Monday, December 27, 2010

Capturing Images of your Various Motile Birds with an Olympus E 330 and 70-300


Crumby’s current, bird documentation, camera combo is the above. As a bird in flight (bif) combo it is next to useless for any but the most mundane documentation photos (see golden crowned kinglet below). But with a little help from Jasc PSP, an average amateur photographer can get a picture of a walking bird (wb). Course to snap such a picture in the first place you have to use manual focus. Autofocus does not actually work on Olympus cameras, not SAF, much less CAF.

Hold it. Sometimes SAF works. But only when the lens is aimed below the horizontal. If the lens is inclined above the horizontal, that’s when autofocus never works. Yet another reason to purchase mainstream camera equipment from a reliable, big name company as opposed to a pipsqueak company.

Praise the Goddess, the 60D should be here pretty soon. Crumby managed to borrow a portrait lens to test his new camera out with once it finally arrives.
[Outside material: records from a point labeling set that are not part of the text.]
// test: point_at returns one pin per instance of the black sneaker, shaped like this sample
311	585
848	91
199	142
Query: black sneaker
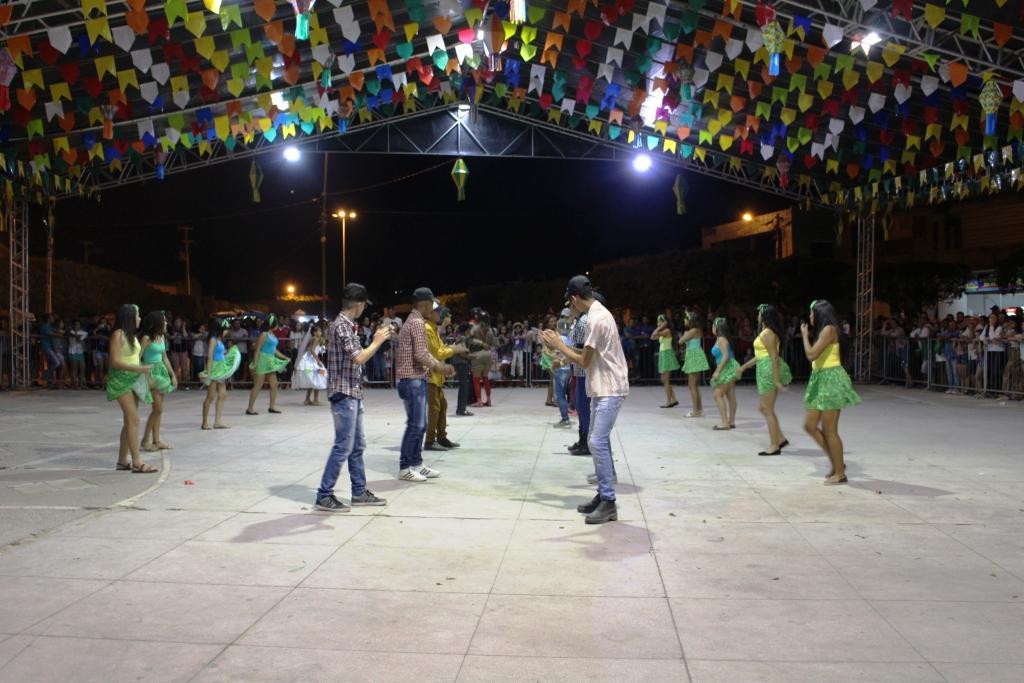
368	499
331	504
Then Crumby shall need to decide how much of the Olympus equipment to let go and replace with Canon gear. Crumby is a little misty-eyed wrt to his Sigma 150mm macro. But to continue to use it he would need to upgrade to a 12.3 megapixel, sensor Olympus camera costing a minimum of four hundred or so bucks. The new camera would still suck on cloudy or windy days though. Mercy!

Here’s what Crumby needs to go with his new 60D. Crumby needs a 10-22mm and a 400mm 5.6. Then, if he shucks his current macro gear,(Sigma 150 and Oly 35), he would also need replacements for that. In Canon mount there is every kind of macro lens an average amateur photographer could desire. And nearly every one of them is can’t miss good.